Don’t fall into this trap

When you first get started in consulting, you’ll be tempted to take on any work you can get.

And that’s totally fine. You should take on enough work to hone your skills, pay the bills, and keep from feeling desperate.

After all, desperate consultants don’t close deals. Not good ones, anyway. Not high-profit ones.

But if you take on too much work, you’ll get too busy to spend time working on your business.

You’ll stop marketing yourself. You’ll stop creating assets. You’ll stop innovating with your business model.

And when that happens, you’ll find yourself needing to take on any opportunities that come your way because you’re not being proactive.

Pay the bills whatever way you have to, but keep enough bandwidth to build the business you really want.

September 18, 2021

Competition is a good thing

Do you ever feel like the “competition” is a threat to your business?

Without knowing your situation, I know for a fact that there’s more than enough business for everyone.

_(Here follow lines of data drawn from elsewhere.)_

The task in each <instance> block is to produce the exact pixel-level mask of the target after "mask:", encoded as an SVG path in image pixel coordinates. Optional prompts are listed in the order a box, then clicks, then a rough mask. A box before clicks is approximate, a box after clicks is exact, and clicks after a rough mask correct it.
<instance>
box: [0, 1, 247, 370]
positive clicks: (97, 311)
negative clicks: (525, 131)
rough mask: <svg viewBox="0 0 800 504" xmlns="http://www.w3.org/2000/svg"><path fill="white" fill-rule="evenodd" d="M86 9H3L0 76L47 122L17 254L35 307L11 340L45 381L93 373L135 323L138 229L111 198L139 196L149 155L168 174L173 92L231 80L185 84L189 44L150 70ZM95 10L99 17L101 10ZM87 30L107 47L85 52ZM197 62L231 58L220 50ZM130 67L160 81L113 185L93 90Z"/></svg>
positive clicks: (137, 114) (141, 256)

Some people will naturally resonate with you and some people will gravitate towards “the competition”. And that’s a good thing. You should be repelling some to attract the right people.

Also, people often do business with several “competitors” and you. It’s not a marriage, after all. People shop around.

And lastly, you probably only need a small number of clients to have a fabulously profitable consulting business. I max out around 10 if you don’t count members, product customers, and group coaching clients.

Competition is a good thing. It means they’re out there creating demand for your services. It means there is demand in the first place.

Rather than treat the competition like an enemy, try befriending them. See how you differ and identify your lane relative to them.

Differentiation is always your best friend, regardless of how “competitive” it is. Double down on your strengths and you’ll stand out.

But before you can even try to do that, you have to legitimately know that competition is a good thing, not a threat.

There are no shortages of opportunities out there.